During the Cold War, if a nuclear attack had taken place and the Prime Minister and their deputies could not be reached, then Royal Air Force Strike Command had standing delegated authority to retaliate. Since 1972, the Prime Minister has also written four letters of last resort, one for each SSBN commander. The Prime Minister writes these letters when they take office and they set out what the commander should do in the event of a nuclear attack that kills the Prime Minister and their nuclear deputy/ies. Past options proposed to the Prime Minister have included commit the forces, do not commit the forces, make the most reasonable choice or place yourself under Allied command. This system of issuing notes containing orders in the event of the head of government's death is said to be unique to the United Kingdom (although the concept of written last orders, particularly of a ship's captain, is a naval tradition), with other nuclear powers using different procedures. The letters are destroyed unopened whenever a Prime Minister leaves office.

==Legality==

The United Kingdom is one of the five nuclear-weapon states legally recognised as such under the Treaty on the Non-Proliferation of Nuclear Weapons (NPT). As of 2018, nine countries have nuclear weapons. After the UK government announced its plans to refurbish its Trident missiles and build new submarines to carry them, it published a white paper on The Future of the United Kingdom's Nuclear Deterrent, in which it stated that the renewal is fully compatible with the United Kingdom's treaty commitments and international law. At the start of the House of Commons debate to authorise the replacement of Trident, Margaret Beckett, the Secretary of State for Foreign and Commonwealth Affairs, stated:
Article VI of the NPT imposes an obligation on all states: "to pursue negotiations in good faith on effective measures relating to cessation of the nuclear arms race at an early date and to nuclear disarmament, and on a Treaty on general and complete disarmament". The NPT Review Conference held in 2000 agreed, by consensus, 13 practical steps towards nuclear disarmament. The UK remains committed to these steps and is making progress on them. We have been disarming. Since the Cold War ended, we have withdrawn and dismantled our tactical maritime and airborne nuclear capabilities. We have terminated our nuclear capable Lance missiles and artillery. We have the smallest nuclear capability of any recognised nuclear weapon state accounting for less than one per cent of the global inventory. And we are the only nuclear weapon state that relies on a single nuclear system.

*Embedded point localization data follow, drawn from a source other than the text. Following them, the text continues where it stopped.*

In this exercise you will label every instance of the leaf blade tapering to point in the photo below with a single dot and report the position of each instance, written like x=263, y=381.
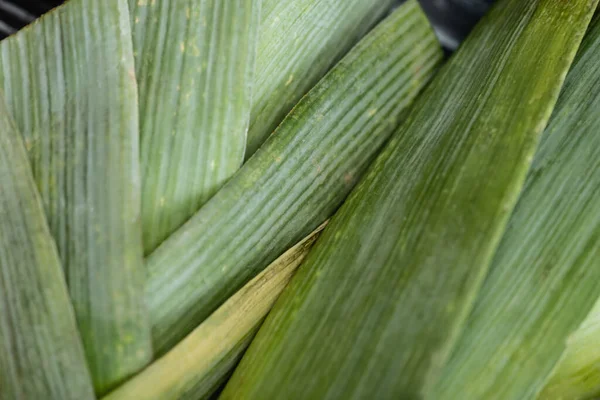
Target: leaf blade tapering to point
x=198, y=364
x=70, y=84
x=299, y=41
x=545, y=275
x=195, y=64
x=381, y=297
x=41, y=354
x=296, y=180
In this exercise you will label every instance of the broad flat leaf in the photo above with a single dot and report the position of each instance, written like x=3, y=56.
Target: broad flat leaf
x=379, y=302
x=70, y=84
x=199, y=364
x=574, y=234
x=295, y=181
x=545, y=276
x=299, y=41
x=194, y=63
x=41, y=355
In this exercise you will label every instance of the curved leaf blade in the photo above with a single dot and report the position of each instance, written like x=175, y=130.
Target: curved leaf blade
x=545, y=275
x=195, y=64
x=294, y=182
x=41, y=355
x=299, y=41
x=200, y=362
x=70, y=85
x=412, y=243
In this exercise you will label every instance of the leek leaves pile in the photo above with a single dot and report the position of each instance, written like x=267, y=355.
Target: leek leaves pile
x=167, y=166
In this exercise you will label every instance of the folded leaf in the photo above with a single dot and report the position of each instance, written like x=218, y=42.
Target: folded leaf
x=545, y=276
x=573, y=236
x=299, y=41
x=199, y=363
x=194, y=64
x=41, y=355
x=70, y=84
x=380, y=299
x=295, y=181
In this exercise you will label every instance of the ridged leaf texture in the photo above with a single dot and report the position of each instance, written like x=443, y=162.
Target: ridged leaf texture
x=296, y=180
x=194, y=63
x=299, y=41
x=203, y=360
x=41, y=354
x=381, y=298
x=545, y=276
x=70, y=84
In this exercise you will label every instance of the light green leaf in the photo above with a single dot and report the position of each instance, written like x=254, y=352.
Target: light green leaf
x=381, y=298
x=295, y=181
x=199, y=363
x=545, y=276
x=70, y=85
x=299, y=41
x=41, y=355
x=577, y=375
x=194, y=63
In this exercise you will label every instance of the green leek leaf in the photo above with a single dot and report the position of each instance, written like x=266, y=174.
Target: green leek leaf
x=577, y=375
x=381, y=298
x=41, y=355
x=199, y=363
x=194, y=63
x=70, y=85
x=295, y=181
x=299, y=41
x=545, y=276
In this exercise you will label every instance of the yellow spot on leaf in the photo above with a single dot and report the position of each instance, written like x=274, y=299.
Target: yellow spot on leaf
x=290, y=80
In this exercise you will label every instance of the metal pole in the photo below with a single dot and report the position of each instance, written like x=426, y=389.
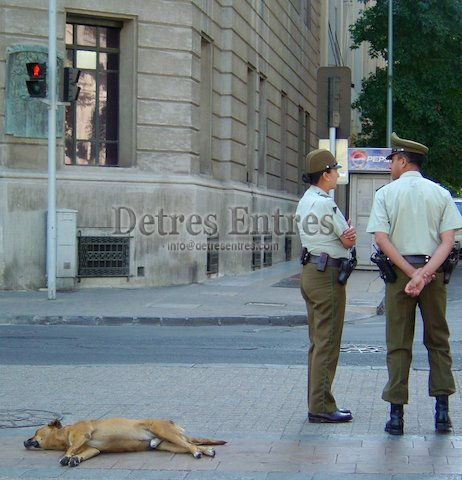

The subsequent vote was won overwhelmingly, including unanimous support from the opposition Conservative Party. The Government's position remained that it was abiding by the NPT in renewing Trident, and Britain has the right to possess nuclear weapons, a position reiterated by Tony Blair on 21 February 2007. Only the United Kingdom has expressed its opposition to the establishment of a new legally binding treaty to prevent the threat or use of nuclear weapons against non-nuclear states, through its vote in the United Nations General Assembly in 1998.

The United Kingdom decided not to sign the UN treaty on the Prohibition of Nuclear Weapons, a binding agreement for negotiations for the total elimination of nuclear weapons, supported by more than 120 nations. None of the nine countries known or believed at the time to possess nuclear weapons supported the treaty, nor did any of the 30 countries of the NATO alliance.